Siamo molto, anzi troppo abituati al “dolorismo” (Savinio, Nuova enciclopedia) oppure a quello che possiamo chiamare “intensismo”, che è un’amplificazione kitsch se non propriamente trash di struggimenti a buon mercato. A tutto questo Cetta Petrollo oppone la vita e lo fa con una voce che esprime la compartecipazione alle cose e ai momenti di ogni giorno e “che si fa apprezzare per l’agilità brillante dei movimenti” e per la sua “sottile e discreta ironia”, dice Maurizio Cucchi nella prefazione.

Per quanto invece riguarda il libro di Fabio Barone Il giuramento sulla città, la parte che mi ha più colpito, perché secondo me è quella con una maggiore presa in termini di sguardo contemporaneo, è “Impressioni dalle citta”. Quando in un libro di poesia compare la parola “città”, il pensiero corre in mille direzioni, a cominciare naturalmente da Baudelaire fino a zigzagare in ogni dove, arrivando persino dalle parti di Manuel Vazquez Montalban (la città come forma quadrata) o di Jim Morrison (la città come circonferenza). Questo tanto per dire che tipo di orizzonte ci si trova di fronte.

La città dove si muove lo sguardo di Barone è un’astrazione plurima e composita fatta di frame diversi: Pescara, Francavilla, Roma o addirittura la Berlino dei film di Wenders. Per spiegare il discorso di questo giovane autore, direi così: esiste la corporeità del mondo (tutto quello che vediamo e tocchiamo, “la febbre della materia”, per usare parole sue) ed esiste la corporeità di ognuno di noi come individuo. La parola di Barone nasce (è scritta) dall’attrito tra queste due forme di corporeità.

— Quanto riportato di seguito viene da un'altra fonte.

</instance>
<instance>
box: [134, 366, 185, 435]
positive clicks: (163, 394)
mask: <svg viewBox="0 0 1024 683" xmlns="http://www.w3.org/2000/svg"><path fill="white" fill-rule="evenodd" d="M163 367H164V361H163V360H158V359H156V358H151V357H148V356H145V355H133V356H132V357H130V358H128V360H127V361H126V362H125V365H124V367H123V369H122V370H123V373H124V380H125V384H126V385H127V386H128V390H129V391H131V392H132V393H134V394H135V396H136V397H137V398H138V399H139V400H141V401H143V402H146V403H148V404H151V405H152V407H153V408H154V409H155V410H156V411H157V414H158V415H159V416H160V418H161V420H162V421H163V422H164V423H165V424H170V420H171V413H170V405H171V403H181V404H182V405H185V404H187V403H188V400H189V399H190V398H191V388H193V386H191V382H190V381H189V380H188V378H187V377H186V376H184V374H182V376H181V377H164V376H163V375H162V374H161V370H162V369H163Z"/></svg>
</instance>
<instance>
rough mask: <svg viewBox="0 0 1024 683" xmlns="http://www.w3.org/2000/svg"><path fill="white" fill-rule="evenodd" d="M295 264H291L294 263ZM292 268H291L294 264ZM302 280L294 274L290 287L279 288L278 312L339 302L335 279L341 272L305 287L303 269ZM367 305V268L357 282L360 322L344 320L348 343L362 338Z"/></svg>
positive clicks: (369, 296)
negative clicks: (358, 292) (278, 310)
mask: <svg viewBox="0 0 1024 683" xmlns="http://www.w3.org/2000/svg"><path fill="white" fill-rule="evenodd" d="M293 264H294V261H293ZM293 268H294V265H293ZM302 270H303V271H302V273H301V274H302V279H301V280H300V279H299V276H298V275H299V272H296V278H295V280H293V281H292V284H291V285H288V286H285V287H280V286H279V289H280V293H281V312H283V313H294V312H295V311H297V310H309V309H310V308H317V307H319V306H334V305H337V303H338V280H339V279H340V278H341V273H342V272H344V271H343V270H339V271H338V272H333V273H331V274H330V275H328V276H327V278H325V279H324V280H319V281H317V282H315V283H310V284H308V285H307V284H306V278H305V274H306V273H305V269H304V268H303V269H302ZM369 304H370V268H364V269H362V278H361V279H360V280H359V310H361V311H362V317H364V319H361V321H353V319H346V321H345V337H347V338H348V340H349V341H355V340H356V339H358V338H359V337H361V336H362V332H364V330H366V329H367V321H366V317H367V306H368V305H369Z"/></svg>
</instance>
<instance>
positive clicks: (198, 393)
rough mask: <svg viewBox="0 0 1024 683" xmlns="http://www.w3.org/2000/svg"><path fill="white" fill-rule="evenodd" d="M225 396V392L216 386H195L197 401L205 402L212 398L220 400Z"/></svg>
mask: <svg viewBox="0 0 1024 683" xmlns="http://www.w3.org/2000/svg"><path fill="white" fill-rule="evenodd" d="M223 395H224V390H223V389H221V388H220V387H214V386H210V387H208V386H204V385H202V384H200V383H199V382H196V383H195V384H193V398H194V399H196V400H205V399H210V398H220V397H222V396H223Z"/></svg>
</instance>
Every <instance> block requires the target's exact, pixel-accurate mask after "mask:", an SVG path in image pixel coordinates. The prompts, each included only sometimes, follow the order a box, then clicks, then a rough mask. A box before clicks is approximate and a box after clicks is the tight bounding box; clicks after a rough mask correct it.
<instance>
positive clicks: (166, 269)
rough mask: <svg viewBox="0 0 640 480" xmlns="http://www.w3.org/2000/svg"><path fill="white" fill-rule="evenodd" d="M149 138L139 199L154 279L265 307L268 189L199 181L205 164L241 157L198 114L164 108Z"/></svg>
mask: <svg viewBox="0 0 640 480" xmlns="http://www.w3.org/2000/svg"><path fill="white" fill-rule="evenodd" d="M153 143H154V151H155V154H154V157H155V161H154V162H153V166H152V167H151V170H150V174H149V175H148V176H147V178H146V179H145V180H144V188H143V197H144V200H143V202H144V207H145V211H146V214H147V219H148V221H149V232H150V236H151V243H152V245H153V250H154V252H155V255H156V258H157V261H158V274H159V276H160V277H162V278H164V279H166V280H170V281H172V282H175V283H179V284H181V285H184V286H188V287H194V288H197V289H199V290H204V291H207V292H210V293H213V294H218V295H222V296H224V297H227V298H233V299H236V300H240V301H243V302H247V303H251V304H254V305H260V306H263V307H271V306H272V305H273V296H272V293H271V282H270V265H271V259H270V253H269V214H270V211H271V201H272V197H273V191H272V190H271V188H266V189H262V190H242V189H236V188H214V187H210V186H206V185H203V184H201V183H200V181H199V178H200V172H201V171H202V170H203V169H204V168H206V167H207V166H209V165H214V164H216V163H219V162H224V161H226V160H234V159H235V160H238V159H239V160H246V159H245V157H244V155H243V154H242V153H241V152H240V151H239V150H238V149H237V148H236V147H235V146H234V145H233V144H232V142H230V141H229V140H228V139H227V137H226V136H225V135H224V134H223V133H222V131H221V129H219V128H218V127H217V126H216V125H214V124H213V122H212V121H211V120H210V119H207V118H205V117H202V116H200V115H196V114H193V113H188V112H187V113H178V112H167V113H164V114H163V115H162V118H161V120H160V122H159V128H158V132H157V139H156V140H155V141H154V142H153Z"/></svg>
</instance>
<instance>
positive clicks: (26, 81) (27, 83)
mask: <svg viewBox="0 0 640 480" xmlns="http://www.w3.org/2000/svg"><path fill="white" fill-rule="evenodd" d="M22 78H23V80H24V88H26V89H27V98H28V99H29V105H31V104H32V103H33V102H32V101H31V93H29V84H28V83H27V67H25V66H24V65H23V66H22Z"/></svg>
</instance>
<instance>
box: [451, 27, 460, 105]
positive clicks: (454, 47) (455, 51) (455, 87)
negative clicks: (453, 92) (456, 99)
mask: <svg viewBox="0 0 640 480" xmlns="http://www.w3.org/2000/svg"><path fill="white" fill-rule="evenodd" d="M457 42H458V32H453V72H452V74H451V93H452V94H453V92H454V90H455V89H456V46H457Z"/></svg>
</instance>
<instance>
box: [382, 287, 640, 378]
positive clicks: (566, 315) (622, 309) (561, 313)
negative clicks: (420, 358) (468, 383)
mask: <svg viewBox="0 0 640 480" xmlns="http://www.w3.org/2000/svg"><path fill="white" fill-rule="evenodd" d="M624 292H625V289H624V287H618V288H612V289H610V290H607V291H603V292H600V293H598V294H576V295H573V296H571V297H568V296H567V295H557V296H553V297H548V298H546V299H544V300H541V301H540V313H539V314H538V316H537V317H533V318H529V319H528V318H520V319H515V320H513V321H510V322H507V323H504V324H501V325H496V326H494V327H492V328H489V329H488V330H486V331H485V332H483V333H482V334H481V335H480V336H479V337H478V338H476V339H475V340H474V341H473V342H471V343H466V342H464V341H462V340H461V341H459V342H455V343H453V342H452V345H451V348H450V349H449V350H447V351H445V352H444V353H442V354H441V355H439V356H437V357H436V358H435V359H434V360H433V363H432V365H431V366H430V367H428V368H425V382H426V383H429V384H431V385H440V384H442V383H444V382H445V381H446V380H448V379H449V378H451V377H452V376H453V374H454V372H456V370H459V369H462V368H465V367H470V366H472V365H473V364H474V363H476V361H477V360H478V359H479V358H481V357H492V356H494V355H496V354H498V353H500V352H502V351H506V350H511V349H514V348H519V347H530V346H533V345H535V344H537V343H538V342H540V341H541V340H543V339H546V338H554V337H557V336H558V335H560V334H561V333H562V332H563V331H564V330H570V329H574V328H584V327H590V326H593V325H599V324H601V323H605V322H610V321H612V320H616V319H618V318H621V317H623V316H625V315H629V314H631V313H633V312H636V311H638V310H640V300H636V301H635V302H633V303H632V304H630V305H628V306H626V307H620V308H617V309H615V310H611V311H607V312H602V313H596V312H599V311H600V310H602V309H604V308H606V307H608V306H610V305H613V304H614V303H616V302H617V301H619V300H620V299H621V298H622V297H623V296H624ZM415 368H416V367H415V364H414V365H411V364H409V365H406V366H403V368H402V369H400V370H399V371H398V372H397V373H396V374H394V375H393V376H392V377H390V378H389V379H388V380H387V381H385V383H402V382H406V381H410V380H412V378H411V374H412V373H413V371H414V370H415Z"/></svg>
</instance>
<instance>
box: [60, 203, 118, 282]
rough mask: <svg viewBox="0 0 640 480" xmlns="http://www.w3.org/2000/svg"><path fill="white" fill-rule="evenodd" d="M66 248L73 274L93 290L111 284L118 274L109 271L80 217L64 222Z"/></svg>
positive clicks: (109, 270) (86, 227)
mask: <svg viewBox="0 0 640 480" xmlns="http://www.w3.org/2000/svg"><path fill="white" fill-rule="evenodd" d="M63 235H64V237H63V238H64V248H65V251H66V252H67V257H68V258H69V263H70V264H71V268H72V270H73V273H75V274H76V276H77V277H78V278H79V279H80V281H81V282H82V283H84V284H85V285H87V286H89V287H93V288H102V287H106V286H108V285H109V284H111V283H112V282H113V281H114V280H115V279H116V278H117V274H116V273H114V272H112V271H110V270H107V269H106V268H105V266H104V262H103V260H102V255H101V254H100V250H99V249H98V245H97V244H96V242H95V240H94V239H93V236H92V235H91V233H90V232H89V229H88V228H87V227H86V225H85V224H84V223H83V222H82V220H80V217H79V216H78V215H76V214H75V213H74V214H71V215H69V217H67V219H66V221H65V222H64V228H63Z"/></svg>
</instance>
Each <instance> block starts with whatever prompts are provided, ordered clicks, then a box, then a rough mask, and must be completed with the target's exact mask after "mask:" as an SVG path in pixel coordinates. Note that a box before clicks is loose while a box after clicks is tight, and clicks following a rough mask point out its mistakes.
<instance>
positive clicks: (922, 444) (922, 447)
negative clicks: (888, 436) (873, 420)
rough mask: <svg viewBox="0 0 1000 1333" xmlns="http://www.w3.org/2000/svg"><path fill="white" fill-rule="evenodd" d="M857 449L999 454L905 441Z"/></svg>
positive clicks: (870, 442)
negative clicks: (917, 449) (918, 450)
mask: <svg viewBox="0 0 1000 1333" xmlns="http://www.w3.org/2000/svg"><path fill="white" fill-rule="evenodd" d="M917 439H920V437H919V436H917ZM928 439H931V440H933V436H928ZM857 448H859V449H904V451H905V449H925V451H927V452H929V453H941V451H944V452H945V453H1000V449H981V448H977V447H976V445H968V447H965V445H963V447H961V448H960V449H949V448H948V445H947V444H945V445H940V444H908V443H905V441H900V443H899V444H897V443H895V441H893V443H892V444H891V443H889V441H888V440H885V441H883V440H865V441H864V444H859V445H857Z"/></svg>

Più ancora che drammatico, è un attrito problematico (“d’improvviso non so più cosa vuol dire oggi”) e visionario (“le / sirene nella notte come grandi braccia a / farsi spazio tra i palazzi”). Tutto qui è sguardo che cerca “una traccia, un segno leggibile nel viavai / dell’universo”, ma tutto è anche oggetto di ascolto, acufene urbano captato da una sonda che riversa “in testa il rumore della città”. Una delle ultime poesie tira le fila del’intero libro: “Però sale, un odore dalle strade / sale come un’immagine nella mente”.

Scrive Davide Rondoni nl testo in quarta di copertina che “Barone intende la poesia come indagine febbrile nell’ombra, nella semioscurità del vivere catturato da luoghi comuni e distrazione. Una indagine che tra sfumature, frammenti di discorsi e occhiate cerca il cuore umano della città”.

Il libro ha dentro tanta sera (c’è un preciso punto foscoliano) e si chiude con una poesia dedicata a Ettore Spalletti. Questo giusto tributo, che richiama inevitabilmente la solarità pastellata delle opere del maestro, suggerisce di riflesso il nome di un altro artista abruzzese, anche lui abitato da una sensibilità adriatica e purtroppo anche lui scomparso, Franco Summa, che alla città (in primis Pescara) ha consacrato tutta la sua ricerca.